I've lost count of the number of meetings based around digital convergence, where somebody has popped up with the comment "can't we think of a better word - convergence doesn't mean anything to anybody!" While true in part, the reality is that an alternative word doesn't exist and inventing one doesn't really solve the problem of meaning. Americans use the word Triple play (extensible to quad-play) but this surely is an industry term rather than something for consumers. My argument has always been that like "broadband" and "google" and "email" - words that are used often enough and have a specific meaning will sooner or later become universally understood. I believe it was George Bernard Shaw who said "you must make things as simple as possible, but no simpler"
And so I'm overjoyed by the fact the the Ofcom have, in their annual Communications Market Survey of 2007, made no bones about the "Convergence Market". Defining it at the very least by Content, Networks and Devices. To this, based on my earlier work, I would add consumer, and business models as 2 more distinct pieces of the convergence puzzle. Nonetheless, kudos to the Ofcom for providing a very thorough and unambiguous endorsement of the notion of convergence.

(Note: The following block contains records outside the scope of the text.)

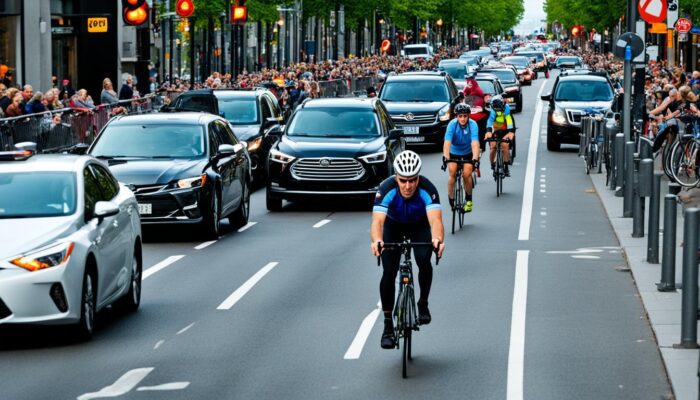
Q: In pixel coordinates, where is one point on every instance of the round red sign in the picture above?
(683, 25)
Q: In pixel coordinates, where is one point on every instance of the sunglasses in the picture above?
(408, 180)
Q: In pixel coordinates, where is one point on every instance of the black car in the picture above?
(571, 95)
(508, 77)
(335, 147)
(420, 103)
(185, 168)
(253, 113)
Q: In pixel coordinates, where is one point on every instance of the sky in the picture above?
(534, 12)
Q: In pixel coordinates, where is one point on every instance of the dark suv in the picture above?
(420, 103)
(571, 94)
(336, 147)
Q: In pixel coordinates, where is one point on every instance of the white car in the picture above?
(70, 241)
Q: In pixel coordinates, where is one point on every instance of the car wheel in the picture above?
(212, 222)
(272, 203)
(552, 140)
(131, 301)
(86, 325)
(241, 215)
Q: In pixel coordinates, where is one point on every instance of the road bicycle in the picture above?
(405, 313)
(459, 193)
(499, 172)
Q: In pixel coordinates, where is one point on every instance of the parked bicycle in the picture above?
(405, 313)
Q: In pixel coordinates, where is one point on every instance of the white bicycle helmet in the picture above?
(407, 163)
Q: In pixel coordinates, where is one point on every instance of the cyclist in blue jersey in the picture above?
(407, 205)
(461, 143)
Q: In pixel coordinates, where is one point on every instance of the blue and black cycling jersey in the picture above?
(390, 202)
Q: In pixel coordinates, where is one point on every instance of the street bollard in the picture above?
(668, 259)
(637, 200)
(689, 301)
(654, 206)
(628, 187)
(619, 163)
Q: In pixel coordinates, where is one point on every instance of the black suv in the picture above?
(252, 113)
(335, 147)
(420, 103)
(571, 94)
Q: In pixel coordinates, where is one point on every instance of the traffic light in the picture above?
(184, 8)
(134, 12)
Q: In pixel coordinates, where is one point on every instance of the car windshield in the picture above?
(456, 71)
(415, 91)
(37, 194)
(150, 141)
(334, 122)
(504, 75)
(583, 91)
(239, 111)
(487, 86)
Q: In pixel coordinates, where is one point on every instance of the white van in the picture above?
(421, 50)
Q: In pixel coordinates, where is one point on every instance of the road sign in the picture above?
(633, 40)
(652, 11)
(683, 25)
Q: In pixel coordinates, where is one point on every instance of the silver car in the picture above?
(70, 241)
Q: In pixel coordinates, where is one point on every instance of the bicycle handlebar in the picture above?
(407, 245)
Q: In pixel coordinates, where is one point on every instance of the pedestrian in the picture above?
(108, 95)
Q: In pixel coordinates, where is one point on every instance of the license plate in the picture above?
(145, 209)
(410, 130)
(414, 139)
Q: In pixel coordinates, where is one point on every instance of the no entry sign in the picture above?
(652, 11)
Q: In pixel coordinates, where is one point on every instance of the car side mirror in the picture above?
(104, 209)
(395, 133)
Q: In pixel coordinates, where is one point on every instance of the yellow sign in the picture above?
(97, 25)
(658, 28)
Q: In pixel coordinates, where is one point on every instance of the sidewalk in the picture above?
(663, 308)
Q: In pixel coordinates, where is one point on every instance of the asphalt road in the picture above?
(528, 302)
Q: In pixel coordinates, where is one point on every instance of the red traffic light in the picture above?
(239, 15)
(134, 12)
(184, 8)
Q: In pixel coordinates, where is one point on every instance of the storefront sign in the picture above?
(97, 25)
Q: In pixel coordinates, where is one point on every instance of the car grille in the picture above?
(327, 169)
(4, 310)
(574, 117)
(410, 118)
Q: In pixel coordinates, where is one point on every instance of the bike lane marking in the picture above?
(241, 291)
(163, 264)
(355, 349)
(526, 212)
(516, 352)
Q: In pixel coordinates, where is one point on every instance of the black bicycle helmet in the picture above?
(462, 108)
(498, 104)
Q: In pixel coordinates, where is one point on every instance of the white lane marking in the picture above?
(241, 291)
(516, 353)
(183, 330)
(161, 265)
(165, 386)
(246, 226)
(358, 343)
(205, 245)
(321, 223)
(122, 386)
(526, 212)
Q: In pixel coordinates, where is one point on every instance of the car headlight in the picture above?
(254, 144)
(187, 183)
(444, 113)
(558, 117)
(374, 158)
(282, 158)
(55, 255)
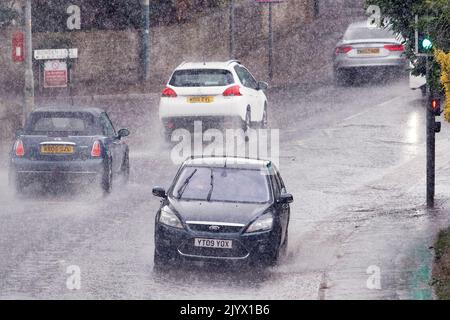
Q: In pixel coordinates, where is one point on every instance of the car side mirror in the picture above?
(286, 198)
(262, 85)
(159, 192)
(123, 133)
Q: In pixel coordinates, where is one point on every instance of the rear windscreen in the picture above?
(368, 33)
(201, 78)
(77, 123)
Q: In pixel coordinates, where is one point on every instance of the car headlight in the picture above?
(170, 219)
(263, 223)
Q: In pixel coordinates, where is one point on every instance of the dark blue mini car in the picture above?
(69, 146)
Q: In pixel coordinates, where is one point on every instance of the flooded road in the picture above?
(353, 157)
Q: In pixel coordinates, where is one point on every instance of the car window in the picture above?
(229, 185)
(108, 128)
(201, 78)
(73, 123)
(246, 77)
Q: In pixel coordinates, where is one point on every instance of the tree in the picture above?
(7, 13)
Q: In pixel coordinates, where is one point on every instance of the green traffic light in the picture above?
(427, 44)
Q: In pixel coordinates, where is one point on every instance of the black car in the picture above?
(68, 145)
(223, 209)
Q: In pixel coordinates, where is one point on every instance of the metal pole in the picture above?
(29, 77)
(270, 42)
(145, 39)
(431, 135)
(231, 30)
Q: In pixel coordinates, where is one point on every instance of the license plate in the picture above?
(208, 99)
(213, 243)
(57, 149)
(369, 51)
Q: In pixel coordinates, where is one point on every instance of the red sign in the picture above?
(18, 54)
(55, 74)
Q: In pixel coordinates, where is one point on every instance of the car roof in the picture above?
(359, 24)
(228, 162)
(91, 110)
(208, 65)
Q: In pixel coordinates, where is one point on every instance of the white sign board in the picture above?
(56, 54)
(55, 74)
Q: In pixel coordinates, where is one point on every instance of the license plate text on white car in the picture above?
(213, 243)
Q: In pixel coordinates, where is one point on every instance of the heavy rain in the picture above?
(134, 135)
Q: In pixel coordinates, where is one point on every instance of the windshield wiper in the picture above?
(184, 185)
(212, 186)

The report contains some very interesting models - including the timeline of convergence going all the way back to Ceefax in 1973 through the first text message, the birth of Skype all the way to Virgin's Quad Play in 2007. It also highlights some of the key deals in the past 1 year. A more telling table, the one on bundling services since april 2006, which really shows how the convergence options for consumers have snowballed in 15 months. But by far the most imteresting nugget is the comparison of BBC and BT roles in the communications market value chain. Of course, if you add to this Sky and Tesco, who I believe are an equally important convergence player, the results might be even more interesting! In 2008 perhaps?